Enter the LG Venice, an Android 4.0: Ice Cream Sandwich smartphone that's sold contract-free through Boost Mobile. Neither its build nor its internals stack up against the top Android offerings from this year or the last, plus it's stuck with a 3G connection. But it's a fair device for casual users to consider, since Boost's plans are much cheaper than those of traditional carriers.
The LG Venice sports a simple and unassuming front, with the 4.3-inch touch display – at a resolution of 800 x 480 – surrounded by a black border with an LG logo and small front-facing camera up top, along with a physical button at the bottom. When powered on, additional Back and Settings touch buttons light up on either side of the physical one.

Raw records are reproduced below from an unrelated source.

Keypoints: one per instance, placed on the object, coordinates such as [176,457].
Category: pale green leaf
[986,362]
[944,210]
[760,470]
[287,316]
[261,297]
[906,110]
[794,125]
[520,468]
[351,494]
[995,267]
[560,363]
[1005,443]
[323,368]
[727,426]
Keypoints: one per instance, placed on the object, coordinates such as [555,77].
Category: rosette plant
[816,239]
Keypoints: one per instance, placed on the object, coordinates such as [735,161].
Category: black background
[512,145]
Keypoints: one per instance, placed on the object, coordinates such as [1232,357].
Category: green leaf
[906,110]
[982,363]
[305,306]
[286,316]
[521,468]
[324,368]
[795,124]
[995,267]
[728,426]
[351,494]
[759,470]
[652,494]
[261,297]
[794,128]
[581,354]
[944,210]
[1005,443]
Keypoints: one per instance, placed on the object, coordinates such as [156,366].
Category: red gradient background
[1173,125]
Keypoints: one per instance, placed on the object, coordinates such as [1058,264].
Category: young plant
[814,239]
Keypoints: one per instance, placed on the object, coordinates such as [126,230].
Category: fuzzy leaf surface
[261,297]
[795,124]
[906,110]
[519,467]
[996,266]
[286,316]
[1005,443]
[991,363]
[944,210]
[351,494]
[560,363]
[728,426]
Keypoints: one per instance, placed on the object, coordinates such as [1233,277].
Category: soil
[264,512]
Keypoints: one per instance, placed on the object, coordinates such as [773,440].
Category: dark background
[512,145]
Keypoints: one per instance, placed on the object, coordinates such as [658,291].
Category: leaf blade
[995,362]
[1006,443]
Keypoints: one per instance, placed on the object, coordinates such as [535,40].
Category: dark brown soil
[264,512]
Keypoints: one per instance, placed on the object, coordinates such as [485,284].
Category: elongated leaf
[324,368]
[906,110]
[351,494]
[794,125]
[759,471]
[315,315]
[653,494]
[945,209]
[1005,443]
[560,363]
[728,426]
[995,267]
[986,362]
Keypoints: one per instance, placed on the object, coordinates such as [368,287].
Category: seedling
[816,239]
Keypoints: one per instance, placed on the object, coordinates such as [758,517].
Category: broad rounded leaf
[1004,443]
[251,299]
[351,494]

Unfortunately, but unsurprisingly for the cost and components, the Venice's screen disappoints with visible pixels throughout, which are particularly eye-catching with some of the icons and while playing games. It's not a poor display; in fact, it's quite bright with solid contrast, but the lack of clarity is notable even for a lower-cost device.
On the flip side, the textured faux-metal plastic backing is a definite eye-catcher, though while distinct it can't help but look a bit chintzy. It almost looks like a cigarette or business card holder from the 60's, and it's rather unique among Android handsets, but also feels a bit cheap and will no doubt look tacky to some.
And while this isn't a problem that most prospective buyers of the LG Venice will encounter, we advise keeping that backing away from the screens of other phones. We had the Venice alongside an iPhone 5 in a pocket for a span, and the latter emerged with swirls of small scratches on the screen from the LG's backing. If you carry two phones and are considering the Venice, keep it in a case or a separate location – take our word for it.
Also on the back is the 5.0 megapixel primary camera lens with a flash. On the top of the phone, you'll find a power button and a headphone jack, while the bottom holds the mini-USB output. The left side of the phone houses the volume rocker.
The profile of the LG Venice is little boxy and unrefined, with dimensions of 4.92 by 2.64 inches, but it is pretty slim at a thickness of 0.34 inches while the weight is kept low at 4.41 ounces. Between the large plastic back panel and the faux-metal sides and top, though, the build doesn't feel remarkably sturdy, but it's not quite in danger of being snapped in half, either.
With just a single-core 1Ghz processor and 768MB of RAM, it's very much on the lower end of the smartphone pool, and it shows with occasionally sluggish navigation between apps, as well as decreased performance on games. It's not a phone for power users who aim to flit between apps and run high-end apps and games. It simply can't keep up.
The LG Venice is listed at $199.99 without contract, though we've seen it cheaper of late, and Boost Mobile – which uses Sprint's network – offers monthly unlimited plans at $55 that drop in price the longer you keep them paid up, along with optional daily unlimited plans.